Dating back to the late 16th century, Greyfriars Kirkyard is a regular haunt for tourists and residents alike, not least those keen to explore its links with Greyfriars Bobby.
This week, the kirkyard made headlines after a group of youngsters played football amid centuries of human remains.
The film of the match, which was uploaded to Facebook, showed eight men kicking a ball around the category A-listed site, with their jumpers draped over the historic gravestones.
Shot on a mobile phone and set to cheery samba music, critics slammed the film for showing a “total lack of respect” for their surroundings.
But as our pictures show, the Kirkyard has long been treated with the respect it deserves.
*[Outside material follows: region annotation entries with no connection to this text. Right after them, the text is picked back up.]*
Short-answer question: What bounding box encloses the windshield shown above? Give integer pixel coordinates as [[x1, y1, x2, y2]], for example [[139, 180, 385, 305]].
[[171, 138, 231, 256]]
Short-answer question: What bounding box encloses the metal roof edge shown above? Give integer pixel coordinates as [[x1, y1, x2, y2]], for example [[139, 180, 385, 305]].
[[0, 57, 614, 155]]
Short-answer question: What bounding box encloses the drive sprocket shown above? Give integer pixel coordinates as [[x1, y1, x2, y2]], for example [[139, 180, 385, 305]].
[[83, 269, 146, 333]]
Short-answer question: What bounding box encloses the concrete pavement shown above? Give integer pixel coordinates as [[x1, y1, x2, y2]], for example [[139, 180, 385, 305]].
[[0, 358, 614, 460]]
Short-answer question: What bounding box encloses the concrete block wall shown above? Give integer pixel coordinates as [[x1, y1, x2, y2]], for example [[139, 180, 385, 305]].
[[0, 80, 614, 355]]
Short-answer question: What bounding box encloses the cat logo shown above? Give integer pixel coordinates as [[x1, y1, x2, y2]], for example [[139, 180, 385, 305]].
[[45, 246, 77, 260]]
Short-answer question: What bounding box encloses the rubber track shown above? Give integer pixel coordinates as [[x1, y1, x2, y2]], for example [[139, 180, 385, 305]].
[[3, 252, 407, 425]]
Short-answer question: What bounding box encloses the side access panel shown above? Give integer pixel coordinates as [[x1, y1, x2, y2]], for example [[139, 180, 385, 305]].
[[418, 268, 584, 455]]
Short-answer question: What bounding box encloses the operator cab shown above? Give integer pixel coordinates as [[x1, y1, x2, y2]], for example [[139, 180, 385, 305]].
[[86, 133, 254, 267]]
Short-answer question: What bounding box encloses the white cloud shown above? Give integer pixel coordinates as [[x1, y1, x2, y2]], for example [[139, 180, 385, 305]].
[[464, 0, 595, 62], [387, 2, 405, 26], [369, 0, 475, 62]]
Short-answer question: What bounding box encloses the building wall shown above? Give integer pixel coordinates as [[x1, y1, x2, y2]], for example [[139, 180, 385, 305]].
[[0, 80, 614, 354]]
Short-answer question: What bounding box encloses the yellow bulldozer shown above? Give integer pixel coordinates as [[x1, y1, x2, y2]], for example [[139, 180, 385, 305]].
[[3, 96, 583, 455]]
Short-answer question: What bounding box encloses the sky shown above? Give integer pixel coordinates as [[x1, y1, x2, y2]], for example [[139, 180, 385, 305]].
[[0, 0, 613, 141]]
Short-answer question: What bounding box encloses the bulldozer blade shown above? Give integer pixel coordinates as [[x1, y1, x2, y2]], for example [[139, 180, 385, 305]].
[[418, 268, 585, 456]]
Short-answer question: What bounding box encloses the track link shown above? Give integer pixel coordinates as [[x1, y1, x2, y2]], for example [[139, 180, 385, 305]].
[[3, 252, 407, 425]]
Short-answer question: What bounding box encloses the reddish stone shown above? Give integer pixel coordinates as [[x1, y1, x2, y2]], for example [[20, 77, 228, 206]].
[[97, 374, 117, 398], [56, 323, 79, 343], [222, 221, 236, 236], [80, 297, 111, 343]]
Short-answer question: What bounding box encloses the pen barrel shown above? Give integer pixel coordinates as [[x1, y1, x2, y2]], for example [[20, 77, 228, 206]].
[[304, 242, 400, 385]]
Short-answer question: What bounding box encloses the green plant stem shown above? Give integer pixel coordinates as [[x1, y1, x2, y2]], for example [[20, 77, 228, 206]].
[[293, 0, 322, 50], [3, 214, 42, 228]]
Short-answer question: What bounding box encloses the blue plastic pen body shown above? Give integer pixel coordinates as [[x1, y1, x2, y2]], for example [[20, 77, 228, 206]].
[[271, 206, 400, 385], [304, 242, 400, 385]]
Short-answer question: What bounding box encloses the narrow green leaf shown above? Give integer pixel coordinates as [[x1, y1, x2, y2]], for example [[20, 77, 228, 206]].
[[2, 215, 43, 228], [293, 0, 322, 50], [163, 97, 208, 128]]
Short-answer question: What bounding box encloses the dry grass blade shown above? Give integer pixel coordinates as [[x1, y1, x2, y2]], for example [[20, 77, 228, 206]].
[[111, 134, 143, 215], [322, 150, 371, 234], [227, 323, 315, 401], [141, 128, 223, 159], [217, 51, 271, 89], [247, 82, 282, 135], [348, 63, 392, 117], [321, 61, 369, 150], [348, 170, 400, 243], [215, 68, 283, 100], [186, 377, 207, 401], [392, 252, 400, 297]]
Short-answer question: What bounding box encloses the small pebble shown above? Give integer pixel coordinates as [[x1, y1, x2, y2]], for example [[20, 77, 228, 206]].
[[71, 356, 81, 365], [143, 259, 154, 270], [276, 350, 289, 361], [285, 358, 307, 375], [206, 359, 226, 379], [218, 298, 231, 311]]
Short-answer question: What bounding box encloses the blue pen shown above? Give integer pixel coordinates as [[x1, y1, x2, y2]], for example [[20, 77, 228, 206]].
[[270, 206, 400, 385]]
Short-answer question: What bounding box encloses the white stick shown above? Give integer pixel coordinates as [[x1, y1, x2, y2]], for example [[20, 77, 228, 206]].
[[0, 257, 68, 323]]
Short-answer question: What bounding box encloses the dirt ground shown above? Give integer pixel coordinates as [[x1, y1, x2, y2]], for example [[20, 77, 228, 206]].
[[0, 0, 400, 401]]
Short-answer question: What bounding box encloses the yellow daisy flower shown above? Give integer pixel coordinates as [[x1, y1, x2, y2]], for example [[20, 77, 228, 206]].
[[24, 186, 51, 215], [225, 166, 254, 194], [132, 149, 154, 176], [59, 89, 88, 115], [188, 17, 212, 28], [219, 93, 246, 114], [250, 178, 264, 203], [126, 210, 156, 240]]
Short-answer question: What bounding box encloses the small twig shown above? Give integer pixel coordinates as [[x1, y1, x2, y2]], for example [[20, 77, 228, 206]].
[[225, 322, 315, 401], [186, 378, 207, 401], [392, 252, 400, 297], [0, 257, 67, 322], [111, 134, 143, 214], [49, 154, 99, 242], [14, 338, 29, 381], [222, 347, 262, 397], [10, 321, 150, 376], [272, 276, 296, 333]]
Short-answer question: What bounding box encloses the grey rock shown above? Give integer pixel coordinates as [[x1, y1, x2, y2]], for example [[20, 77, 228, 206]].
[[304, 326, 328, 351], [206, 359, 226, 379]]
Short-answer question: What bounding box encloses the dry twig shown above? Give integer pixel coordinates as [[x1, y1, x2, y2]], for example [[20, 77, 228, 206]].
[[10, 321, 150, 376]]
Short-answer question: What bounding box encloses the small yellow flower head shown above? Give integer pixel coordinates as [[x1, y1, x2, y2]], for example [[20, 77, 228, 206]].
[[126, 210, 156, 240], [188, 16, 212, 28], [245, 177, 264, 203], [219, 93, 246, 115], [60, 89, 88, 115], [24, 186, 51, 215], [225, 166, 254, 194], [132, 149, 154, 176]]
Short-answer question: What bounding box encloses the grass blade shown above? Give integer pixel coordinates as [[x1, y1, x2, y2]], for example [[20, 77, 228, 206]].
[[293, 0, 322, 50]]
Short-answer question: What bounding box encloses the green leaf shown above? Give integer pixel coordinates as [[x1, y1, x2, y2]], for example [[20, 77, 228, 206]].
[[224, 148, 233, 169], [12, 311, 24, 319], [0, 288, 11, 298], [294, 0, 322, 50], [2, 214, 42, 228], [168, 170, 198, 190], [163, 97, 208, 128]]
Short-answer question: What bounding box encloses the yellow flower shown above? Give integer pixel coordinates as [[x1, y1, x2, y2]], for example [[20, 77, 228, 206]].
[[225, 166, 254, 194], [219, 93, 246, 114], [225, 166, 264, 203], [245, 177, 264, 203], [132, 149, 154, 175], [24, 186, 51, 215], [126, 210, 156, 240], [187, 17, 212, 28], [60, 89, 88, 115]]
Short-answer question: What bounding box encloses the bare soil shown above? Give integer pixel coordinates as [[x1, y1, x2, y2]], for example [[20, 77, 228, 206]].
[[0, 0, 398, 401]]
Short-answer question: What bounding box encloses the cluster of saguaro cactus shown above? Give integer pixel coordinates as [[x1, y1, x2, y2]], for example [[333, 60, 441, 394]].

In May 1981, the Duke of Gloucester paid a visit to unveil a gravestone in memory of Greyfriars Bobby, and took the time to chat with primary school children who were invited to the ceremony.
Scots actress Barbara Rafferty was there in June 1989 for the filming of a television version of Middle Scots morality play Ane Satyre of the Thrie Estaitis.
A Covenanters memorial service in the kirkyard was led by Mr J Hitchen in June 1958.
And the kirkyard was a vision of winter when it was covered with a blanket of snow in December 1937.